Yoongi tüm gücüyle çığlık attığında titriyordu. Korkuyordu, ölmekten korkuyordu. Hoseok Yoongi'nin sesini duyduğunda koşarak aşağıya gelmiş ve Yoongi'yi aramaya başlamıştı. Yoongi'yi bulan ikili hemen Yoongi'nin yanına geldiğinde ikisi de merakla Yoongi'yi bakıyordu. Yoongi gözlerini sımsıkı yummuş, başını elleri ile sarmış ve dizlerini kendine çekmişti.

"Ne oldu Yoongi-ah? "

Hoseok merakla Yoongi'nin yanına çökerek sorduğunda Yoongi gözlerini açıp avizeye bakmıştı. Avize gayet sağlam bir şekildeydi ve ışıklar yanıp sönmüyordu.
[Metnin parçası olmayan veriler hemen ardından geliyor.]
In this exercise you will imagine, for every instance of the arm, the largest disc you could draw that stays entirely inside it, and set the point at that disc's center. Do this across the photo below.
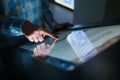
(18, 27)
(48, 16)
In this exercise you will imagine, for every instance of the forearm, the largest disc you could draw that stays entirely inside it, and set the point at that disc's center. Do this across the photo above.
(12, 26)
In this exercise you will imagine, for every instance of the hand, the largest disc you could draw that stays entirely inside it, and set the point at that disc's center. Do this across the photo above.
(36, 33)
(62, 26)
(43, 49)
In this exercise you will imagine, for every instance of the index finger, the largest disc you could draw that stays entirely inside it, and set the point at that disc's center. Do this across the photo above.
(52, 35)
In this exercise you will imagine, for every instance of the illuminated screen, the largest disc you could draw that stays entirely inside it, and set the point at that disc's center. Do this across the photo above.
(67, 3)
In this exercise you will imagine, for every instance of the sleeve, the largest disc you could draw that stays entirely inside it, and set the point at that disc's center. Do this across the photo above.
(48, 16)
(11, 26)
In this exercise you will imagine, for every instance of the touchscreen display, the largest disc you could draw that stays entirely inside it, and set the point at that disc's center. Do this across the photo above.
(76, 47)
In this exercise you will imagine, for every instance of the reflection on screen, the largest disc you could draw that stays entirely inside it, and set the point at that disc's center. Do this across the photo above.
(66, 3)
(81, 45)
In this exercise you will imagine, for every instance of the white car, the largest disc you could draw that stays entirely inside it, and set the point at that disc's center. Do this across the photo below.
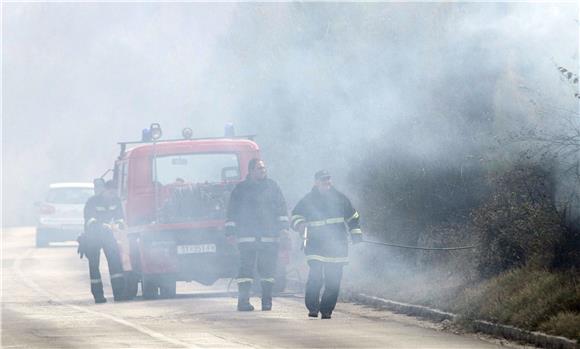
(60, 215)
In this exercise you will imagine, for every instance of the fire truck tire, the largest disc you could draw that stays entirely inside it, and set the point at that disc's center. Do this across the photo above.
(150, 287)
(131, 284)
(41, 238)
(168, 287)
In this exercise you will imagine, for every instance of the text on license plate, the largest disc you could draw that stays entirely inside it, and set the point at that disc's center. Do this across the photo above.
(205, 248)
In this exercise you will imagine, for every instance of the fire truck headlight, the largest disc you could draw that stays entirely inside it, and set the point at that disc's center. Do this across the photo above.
(229, 130)
(187, 133)
(155, 131)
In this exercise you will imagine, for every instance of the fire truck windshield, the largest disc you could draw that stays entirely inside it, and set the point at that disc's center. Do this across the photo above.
(197, 168)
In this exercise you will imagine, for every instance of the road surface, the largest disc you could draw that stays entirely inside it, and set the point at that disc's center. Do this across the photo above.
(46, 303)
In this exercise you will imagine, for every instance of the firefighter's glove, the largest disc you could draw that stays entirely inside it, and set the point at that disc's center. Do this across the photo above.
(356, 239)
(82, 248)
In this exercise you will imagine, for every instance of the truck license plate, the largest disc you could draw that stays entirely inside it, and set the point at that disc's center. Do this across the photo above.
(205, 248)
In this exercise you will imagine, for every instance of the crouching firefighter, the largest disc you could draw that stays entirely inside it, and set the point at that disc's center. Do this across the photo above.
(256, 215)
(103, 213)
(325, 217)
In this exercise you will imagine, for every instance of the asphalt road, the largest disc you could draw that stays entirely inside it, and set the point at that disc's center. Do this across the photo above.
(46, 303)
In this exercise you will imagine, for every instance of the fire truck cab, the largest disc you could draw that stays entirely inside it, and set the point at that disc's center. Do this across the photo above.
(175, 195)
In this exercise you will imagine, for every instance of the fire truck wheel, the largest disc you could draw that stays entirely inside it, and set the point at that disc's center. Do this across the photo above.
(131, 284)
(41, 238)
(168, 287)
(150, 287)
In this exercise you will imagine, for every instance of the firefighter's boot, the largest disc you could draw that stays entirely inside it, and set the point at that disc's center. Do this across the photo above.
(266, 296)
(118, 285)
(244, 297)
(97, 291)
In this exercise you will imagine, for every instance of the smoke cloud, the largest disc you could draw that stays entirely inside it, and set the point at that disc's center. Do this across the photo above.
(319, 83)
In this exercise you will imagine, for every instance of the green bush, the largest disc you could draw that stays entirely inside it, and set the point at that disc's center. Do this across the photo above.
(519, 224)
(522, 297)
(565, 324)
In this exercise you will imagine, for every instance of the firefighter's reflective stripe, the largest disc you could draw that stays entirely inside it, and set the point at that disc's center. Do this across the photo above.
(327, 259)
(356, 231)
(354, 216)
(297, 219)
(254, 239)
(336, 220)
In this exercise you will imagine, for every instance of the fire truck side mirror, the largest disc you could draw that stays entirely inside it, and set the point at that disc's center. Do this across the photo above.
(99, 185)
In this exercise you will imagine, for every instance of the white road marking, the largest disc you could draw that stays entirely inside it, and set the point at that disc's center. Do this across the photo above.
(55, 298)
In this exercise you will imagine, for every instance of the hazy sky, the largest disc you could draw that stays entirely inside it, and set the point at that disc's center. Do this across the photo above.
(319, 83)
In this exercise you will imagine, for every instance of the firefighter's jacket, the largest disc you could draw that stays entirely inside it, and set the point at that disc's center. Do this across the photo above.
(100, 210)
(329, 218)
(256, 211)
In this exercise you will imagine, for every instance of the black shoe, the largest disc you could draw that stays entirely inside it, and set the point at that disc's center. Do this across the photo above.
(245, 307)
(100, 300)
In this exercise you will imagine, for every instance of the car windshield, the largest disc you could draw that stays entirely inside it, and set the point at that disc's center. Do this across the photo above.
(73, 196)
(197, 168)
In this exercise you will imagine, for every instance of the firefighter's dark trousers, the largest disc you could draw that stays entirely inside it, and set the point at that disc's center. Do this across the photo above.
(324, 274)
(264, 255)
(104, 239)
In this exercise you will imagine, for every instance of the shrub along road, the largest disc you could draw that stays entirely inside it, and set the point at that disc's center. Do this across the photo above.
(46, 304)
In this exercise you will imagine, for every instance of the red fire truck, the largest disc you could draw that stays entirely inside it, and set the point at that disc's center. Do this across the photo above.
(175, 194)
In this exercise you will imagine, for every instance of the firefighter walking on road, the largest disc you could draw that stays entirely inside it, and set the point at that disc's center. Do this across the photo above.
(256, 215)
(324, 218)
(103, 213)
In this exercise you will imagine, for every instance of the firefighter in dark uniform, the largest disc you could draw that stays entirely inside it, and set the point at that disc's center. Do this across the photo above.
(256, 215)
(325, 217)
(103, 213)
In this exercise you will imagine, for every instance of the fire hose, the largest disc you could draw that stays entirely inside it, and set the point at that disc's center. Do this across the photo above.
(419, 247)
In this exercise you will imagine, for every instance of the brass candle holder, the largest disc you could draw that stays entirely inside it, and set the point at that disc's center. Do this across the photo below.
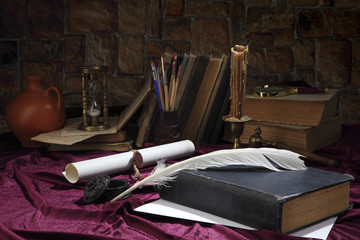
(238, 66)
(237, 128)
(94, 95)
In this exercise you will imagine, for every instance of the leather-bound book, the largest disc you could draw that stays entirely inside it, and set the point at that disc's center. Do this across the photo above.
(280, 201)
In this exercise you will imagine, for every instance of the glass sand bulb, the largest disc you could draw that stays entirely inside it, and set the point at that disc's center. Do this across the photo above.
(94, 109)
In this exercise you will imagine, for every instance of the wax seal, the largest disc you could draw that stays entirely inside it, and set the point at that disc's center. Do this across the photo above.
(100, 189)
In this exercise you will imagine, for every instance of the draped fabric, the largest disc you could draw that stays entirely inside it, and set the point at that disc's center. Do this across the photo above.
(37, 202)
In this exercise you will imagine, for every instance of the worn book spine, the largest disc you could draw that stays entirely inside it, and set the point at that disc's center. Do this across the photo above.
(281, 201)
(202, 98)
(257, 209)
(192, 89)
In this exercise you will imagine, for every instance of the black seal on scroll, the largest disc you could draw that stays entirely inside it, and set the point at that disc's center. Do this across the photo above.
(100, 189)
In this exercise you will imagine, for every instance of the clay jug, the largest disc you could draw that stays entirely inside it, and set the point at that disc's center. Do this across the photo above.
(35, 111)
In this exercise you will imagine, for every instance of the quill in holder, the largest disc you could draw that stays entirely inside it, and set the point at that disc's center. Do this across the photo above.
(270, 158)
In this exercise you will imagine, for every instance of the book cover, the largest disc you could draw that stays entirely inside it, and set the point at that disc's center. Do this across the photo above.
(192, 88)
(202, 98)
(281, 201)
(301, 109)
(215, 103)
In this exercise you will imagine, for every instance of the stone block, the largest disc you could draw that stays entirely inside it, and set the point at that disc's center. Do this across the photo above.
(52, 72)
(131, 17)
(261, 40)
(75, 49)
(333, 61)
(347, 23)
(123, 90)
(8, 87)
(258, 3)
(355, 75)
(306, 75)
(155, 48)
(349, 101)
(178, 28)
(356, 50)
(345, 4)
(207, 9)
(42, 50)
(210, 36)
(280, 60)
(313, 23)
(101, 50)
(73, 84)
(8, 53)
(257, 64)
(154, 19)
(45, 19)
(284, 39)
(130, 59)
(270, 19)
(303, 3)
(90, 15)
(304, 53)
(174, 7)
(237, 23)
(12, 14)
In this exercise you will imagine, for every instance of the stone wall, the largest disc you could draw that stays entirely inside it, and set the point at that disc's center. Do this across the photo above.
(317, 41)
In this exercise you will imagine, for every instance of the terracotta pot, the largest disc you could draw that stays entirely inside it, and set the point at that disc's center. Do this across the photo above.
(35, 111)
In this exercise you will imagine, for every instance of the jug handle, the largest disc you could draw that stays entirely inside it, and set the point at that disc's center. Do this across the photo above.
(55, 89)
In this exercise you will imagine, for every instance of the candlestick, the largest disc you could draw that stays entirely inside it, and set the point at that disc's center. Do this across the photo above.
(238, 67)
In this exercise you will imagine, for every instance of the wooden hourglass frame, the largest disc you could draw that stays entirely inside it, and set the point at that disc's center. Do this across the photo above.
(93, 83)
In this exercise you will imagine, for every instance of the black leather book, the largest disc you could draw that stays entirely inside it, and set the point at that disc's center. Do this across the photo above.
(281, 201)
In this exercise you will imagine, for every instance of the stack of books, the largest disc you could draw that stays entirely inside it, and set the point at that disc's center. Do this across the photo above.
(304, 121)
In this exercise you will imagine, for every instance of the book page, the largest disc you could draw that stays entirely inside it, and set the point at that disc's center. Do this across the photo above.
(71, 134)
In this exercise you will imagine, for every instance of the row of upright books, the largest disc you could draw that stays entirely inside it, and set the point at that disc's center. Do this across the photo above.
(303, 121)
(203, 98)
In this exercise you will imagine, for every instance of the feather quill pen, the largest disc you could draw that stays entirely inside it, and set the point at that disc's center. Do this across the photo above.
(270, 158)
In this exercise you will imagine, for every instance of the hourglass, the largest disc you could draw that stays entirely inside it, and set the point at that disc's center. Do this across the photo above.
(94, 91)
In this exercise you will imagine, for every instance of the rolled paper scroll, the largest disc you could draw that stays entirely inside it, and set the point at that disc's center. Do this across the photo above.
(238, 80)
(120, 162)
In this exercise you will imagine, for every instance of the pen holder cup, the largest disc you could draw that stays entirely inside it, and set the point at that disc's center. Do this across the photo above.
(166, 128)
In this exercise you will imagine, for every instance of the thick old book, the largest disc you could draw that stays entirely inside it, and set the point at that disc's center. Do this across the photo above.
(302, 109)
(202, 99)
(280, 201)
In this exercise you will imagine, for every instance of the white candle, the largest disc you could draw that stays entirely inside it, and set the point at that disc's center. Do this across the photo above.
(94, 112)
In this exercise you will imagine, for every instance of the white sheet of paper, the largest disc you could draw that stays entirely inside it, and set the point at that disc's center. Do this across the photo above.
(169, 209)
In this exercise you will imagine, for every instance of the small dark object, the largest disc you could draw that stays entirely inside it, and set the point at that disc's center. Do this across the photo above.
(100, 189)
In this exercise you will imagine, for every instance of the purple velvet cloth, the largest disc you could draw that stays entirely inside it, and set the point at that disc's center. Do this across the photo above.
(37, 202)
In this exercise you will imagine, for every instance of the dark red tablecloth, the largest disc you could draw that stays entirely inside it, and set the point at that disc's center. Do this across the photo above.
(37, 202)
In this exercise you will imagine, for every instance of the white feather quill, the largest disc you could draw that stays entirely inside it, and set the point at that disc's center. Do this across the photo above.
(270, 158)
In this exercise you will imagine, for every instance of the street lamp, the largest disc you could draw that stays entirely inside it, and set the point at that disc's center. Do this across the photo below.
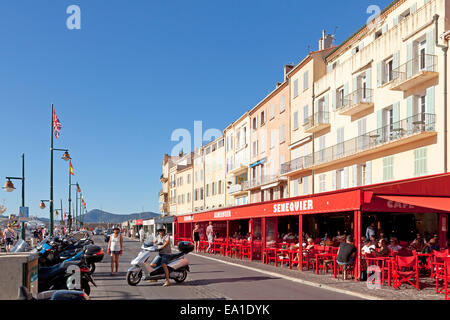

Yoongi karşısında kendine merakla bakan Hoseok'a çevirdi gözlerini bu sefer. Hoseok kendine merakla bakarken bir anda Hoseok'un omzu ile boynunun birleştiği noktada bir iz oluşmuştu. Daha çok bir yazıya benziyordu.

Yoongi Hoseok'un omzuna baktığında Hoseok elini omzuna atmıştı. Hoseok omzumdaki ize değen elleri ile bir anda gözü kararmış ve çığlık atmıştı. Hoseok'un çığlıkları tüm evi doldururken Yoongi elini Hoseok'un omzuna koymuş ona sesleniyordu.

Artık kötü oluyordu herşey. Ama sebebi neydi ki? Neden böyle oluyordu? Burası yoksa lanetli miydi? Hayır, bu lanet değildi. Peki bu neydi? Bu yaşadıkları yer neden onlara bir garip şeyleri yaşatıyordu?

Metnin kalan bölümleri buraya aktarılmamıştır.